夫 小林英健 [63]近畿医療学園・専門学校 理事長 柔道整復師

こばやし・ひでたけ◆1958年、奈良県生まれ。82年、関西大学卒業後、地方銀行に就職。83年に柔道整復師を目指して専門学校へ。85年に独立開業。2008年に「近畿医療専門学校」を開校。16年、リオデジャネイロオリンピックに日本選手団のトレーナーとして派遣される

 銀行に入って数日で「間違った」と思いました(笑)。自分にとって生きがいと思える仕事ではなかったんです。そんなとき営業で出会った整骨院の先生が「この仕事は人から感謝される素晴らしい仕事だ」と。「これだ!」と思いました。新婚早々学生に逆戻りしたけれど、妻は生活費の面倒も見てくれました。

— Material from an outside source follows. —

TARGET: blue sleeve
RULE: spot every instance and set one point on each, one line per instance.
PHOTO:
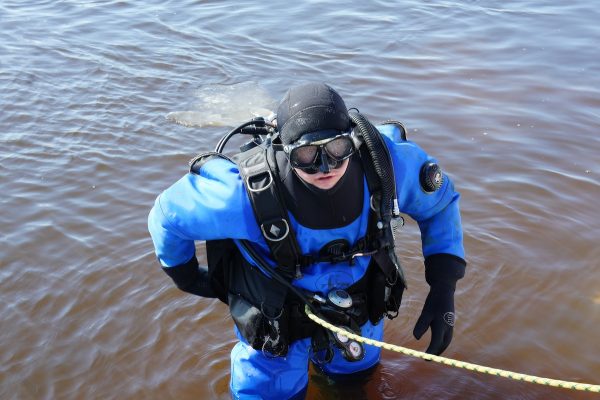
(437, 213)
(212, 205)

 整骨院開業後も研究を重ねて独自の施術を生み出し、プロ野球選手などアスリートも施術をするようになった。充実感でいっぱいのとき、妻に言われたんです。「あなたは『先生』と呼ばれて必要とされている。でも私は『受け付けの人』で『院長先生の奥さん』。ここは私の居場所じゃない」

 僕は当時、膝痛や腰痛で苦しむ患者さんの多くが生活習慣病を患っている状況を知り、体全体を整える必要性を感じていた。そこで妻に健康のカウンセリングをしてもらったんです。妻はそこに居場所を見つけたようです。医療専門学校の立ち上げも支えてくれました。40年の道のりに感謝しかありません。